Per questo sarebbe necessario agire in modo preventivo, imponendo un lockdown nazionale simile a quello di marzo. La fondazione ha stimato tre scenari: un lockdown da 7 giorni, uno da 14 e uno da 28. Quest’ultimo è, ovviamente, il più efficacie e secondo le stime permetterebbe di dimezzare Rt, portandolo sotto il valore di uno, quelli in cui un’epidemia smette di diffondersi e inizia a decrescere

Cosa fanno gli altri paesi

Un ulteriore possibilità è quella di seguire l’esempio degli altri paesi europei. Oltre all’Italia, i tre più grandi, Francia, Spagna e Germania, hanno tutti adottato strategie differenti. La Spagna, come l’Italia, è quella che ha messo in atto le misure meno severe: un coprifuoco generalizzato è in vigore dalle 23 alle 6, mentre alcune comunità autonome hanno limitato la circolazione tra regioni (e i Paesi Baschi hanno limitato la mobilità al di fuori della propria municipalità senza giustificate ragioni). Ma a parte questo, la vita continua in maniera piuttosto normale.
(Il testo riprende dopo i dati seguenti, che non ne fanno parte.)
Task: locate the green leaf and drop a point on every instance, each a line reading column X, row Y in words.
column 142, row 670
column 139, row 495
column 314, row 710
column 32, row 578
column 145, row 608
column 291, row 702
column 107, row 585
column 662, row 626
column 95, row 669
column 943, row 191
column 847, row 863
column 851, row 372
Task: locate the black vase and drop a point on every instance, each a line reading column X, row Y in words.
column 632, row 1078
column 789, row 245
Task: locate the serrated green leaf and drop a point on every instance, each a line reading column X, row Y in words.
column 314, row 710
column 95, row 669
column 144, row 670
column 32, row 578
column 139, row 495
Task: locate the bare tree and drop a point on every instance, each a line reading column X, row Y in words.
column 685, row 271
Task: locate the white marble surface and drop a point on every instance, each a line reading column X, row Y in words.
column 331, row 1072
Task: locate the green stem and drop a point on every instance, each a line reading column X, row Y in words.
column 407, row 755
Francia e Germania hanno invece adottato misure più decise. La Francia, uno dei paesi dove il contagio è più diffuso, è tornata da oggi in lockdown totale. Tutti i locali pubblici e i negozi non alimentari sono chiusi ed è vietato uscire di casa senza valide ragioni, mentre soltanto i luoghi di lavoro e le scuole rimangono aperti. La Germania è il paese europeo dove il contagio procede più lentamente. Nonostante questo, il governo ha adottato una linea più severa di quella italiana: una sorta di via di mezzo con la soluzione francese. Tutti i bar e ristoranti sono stati chiusi così come gli hotel. Scuole e luoghi di lavoro rimangono aperti, così come sono consentiti gli spostamenti, anche se sono fortemente scoraggiati.